To evaluate on generation benchmarks use the code snippet below:
from nemo_evaluator.api import check_endpoint, evaluate
from nemo_evaluator.api.api_dataclasses import (
ApiEndpoint,
ConfigParams,
EvaluationConfig,
EvaluationTarget,
)
# Configure the evaluation target
api_endpoint = ApiEndpoint(
url="http://0.0.0.0:8080/v1/completions/",
type="completions",
model_id="megatron_model",
)
eval_target = EvaluationTarget(api_endpoint=api_endpoint)
eval_params = ConfigParams(top_p=0, temperature=0, limit_samples=2, parallelism=1)
eval_config = EvaluationConfig(type="mmlu", params=eval_params, output_dir="results")
if __name__ == "__main__":
check_endpoint(
endpoint_url=eval_target.api_endpoint.url,
endpoint_type=eval_target.api_endpoint.type,
model_name=eval_target.api_endpoint.model_id,
)
evaluate(target_cfg=eval_target, eval_cfg=eval_config)
To evaluate the chat endpoint, update the url by replacing /v1/completions/ with /v1/chat/completions/. Additionally, set the type field to "chat" in both ApiEndpoint and EvaluationConfig to indicate a chat benchmark.
To evaluate log-probability benchmarks (e.g., arc_challenge), run the following code snippet after deployment.
Make sure to open a new terminal within the same container to execute it.
from nemo_evaluator.api import evaluate
from nemo_evaluator.api.api_dataclasses import (
ApiEndpoint,
ConfigParams,
EndpointType,
EvaluationConfig,
EvaluationTarget,
)
model_name = "megatron_model"
completions_url = "http://0.0.0.0:8080/v1/completions/"

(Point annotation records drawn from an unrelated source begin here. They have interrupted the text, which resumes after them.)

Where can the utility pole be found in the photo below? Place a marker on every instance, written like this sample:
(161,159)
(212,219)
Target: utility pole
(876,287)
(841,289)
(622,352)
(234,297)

target_config = EvaluationTarget(
api_endpoint=ApiEndpoint(
url=completions_url, type=EndpointType.COMPLETIONS, model_id=model_name
)
)
eval_config = EvaluationConfig(
type="arc_challenge",
output_dir="/results/",
params=ConfigParams(
limit_samples=10,
temperature=0,
top_p=0,
parallelism=1,
extra={
"tokenizer": "/workspace/llama3_8b_nemo2/context/nemo_tokenizer",
"tokenizer_backend": "huggingface",
},
),
)
results = evaluate(target_cfg=target_config, eval_cfg=eval_config)
print(results)
Note that in the example above, you must provide a path to the tokenizer:
extra={
"tokenizer": "/workspace/llama3_8b_nemo2/context/nemo_tokenizer",
"tokenizer_backend": "huggingface",
},
Tip
To get a performance boost from multiple replicas in Ray, increase the parallelism value in your EvaluationConfig. You won’t see any speed improvement if parallelism=1. Try setting it to a higher value, such as 4 or 8.